Racing 2-0 Vélez 2018.

TRIUNFO EN PAZ

Racing volvió a ganar tras cinco partidos, luego de una semana caótica y con la necesidad de sumar confianza para el duelo de Copa Libertadores. No lució, pero lo hizo con autoridad ante la impericia de Vélez. Eduardo Coudet puede trabajar en paz para perfeccionar un equipo que muestra distintos matices, pero ninguna consistencia.

El partido contra Vélez tenía una importancia distinta para Racing, por la necesidad urgente de volver a ganar para alejar fantasmas y traer paz. Había que imponerse para arrancar bien la Superliga como local tras la frustración en Tucumán y, lo más preponderante, acumular confianza para ir a El Monumental por un boleto a los Cuartos de la Copa Libertadores. No le pareció sobrar nada luego de un arranque frenético, le costó cerrar el partido, perdió las riendas en el segundo tiempo hasta el gol de Pol Fernández. La falta de peso ofensivo de Vélez fue el aliciente necesario para que el resultado no corriera riesgo.

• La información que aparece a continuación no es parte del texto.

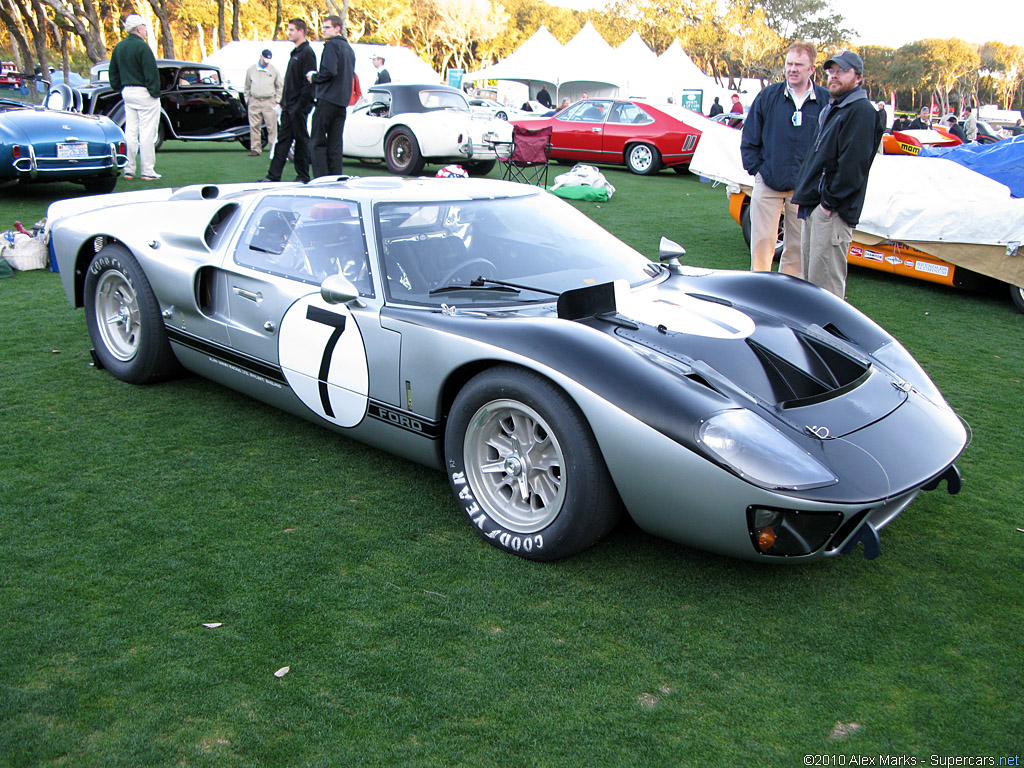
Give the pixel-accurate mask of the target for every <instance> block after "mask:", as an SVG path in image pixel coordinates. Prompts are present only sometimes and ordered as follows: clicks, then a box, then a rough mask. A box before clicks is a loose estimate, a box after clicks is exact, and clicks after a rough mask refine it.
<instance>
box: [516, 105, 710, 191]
mask: <svg viewBox="0 0 1024 768" xmlns="http://www.w3.org/2000/svg"><path fill="white" fill-rule="evenodd" d="M678 109H681V108H678V106H673V105H671V104H665V105H660V106H654V105H652V104H649V103H647V102H645V101H632V100H626V99H613V98H587V99H583V100H582V101H577V102H575V103H574V104H571V105H570V106H567V108H565V109H564V110H562V111H561V112H559V113H558V114H556V115H554V116H552V117H549V118H542V119H523V120H513V121H512V122H514V123H516V124H518V125H522V126H523V127H526V128H542V127H545V126H551V128H552V133H551V159H552V160H569V161H574V162H582V163H612V164H616V165H625V166H626V167H627V168H629V169H630V170H631V171H632V172H633V173H639V174H642V175H648V174H652V173H657V172H658V171H659V170H660V169H662V168H663V167H666V166H668V167H670V168H673V169H674V170H676V171H678V172H680V173H683V172H685V171H686V166H687V165H688V164H689V162H690V160H691V159H692V157H693V150H694V148H695V147H696V145H697V141H698V140H699V138H700V131H699V129H697V128H692V127H690V126H689V125H687V124H686V123H684V122H683V121H682V120H680V119H679V118H678V117H676V116H674V115H673V114H672V113H673V111H675V110H678Z"/></svg>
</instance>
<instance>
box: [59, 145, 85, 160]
mask: <svg viewBox="0 0 1024 768" xmlns="http://www.w3.org/2000/svg"><path fill="white" fill-rule="evenodd" d="M57 157H58V158H60V159H61V160H71V159H73V158H87V157H89V145H88V144H87V143H85V141H70V142H69V141H62V142H60V143H58V144H57Z"/></svg>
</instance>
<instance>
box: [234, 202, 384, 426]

Estratégicamente fue un buen inicio de Coudet: volcó a Matías Zaracho y Ricardo Centurión –más Renzo Saravia- para contraer a Matías Vargas más lejos del arco de Gabriel Arias. A partir de ahí, atacó sistemáticamente a Francisco Ortega, el eslabón débil del Fortín. Con Gustavo Bou pivoteando para las llegadas de Lisandro López, Zaracho y Neri Cardozo, la Academia le ganó rápidamente el medio al rival, encontró superioridad numérica y con una presión asfixiante desactivó al equipo de Gabriel Heinze. Con la ventaja rápida, Racing extendió el dominio hasta la media hora y luego dejó venir al conjunto de Liniers para lastimar con la velocidad de Bou y Centurión. A pesar de la postura permisiva, Vélez nunca pudo controlar la pelota ni alterarle la paz a Arias. El partido cayó en un pozo donde ni uno ni otro castigaba.

El complemento siguió en una tónica muy similar. Racing se replegó totalmente en busca de contraataques que nunca pudo acertar ni armar bien, mientras que Vélez tenía la pelota de manera intrascendente sin siquiera rematar al arco. La Academia se resguardó en la seguridad impenetrable de Leonardo Sigali, Lucas Orban (otro gran partido), Saravia y Augusto Solari, de muy buen ingreso. El gol de Pol Fernández, tras un error de la defensa fortinera que fue capitalizado por Solari, liquidó el pleito y liberó a Racing, que pudo haber goleado, pero acabó por sellar gran victoria; no por el nivel desplegado ni por enfrentar a un rival que ahogó, sino porque puso fin al derrotero que acarreaba La Acadé. En Racing reina la paz nuevamente tras una sequía que preocupaba.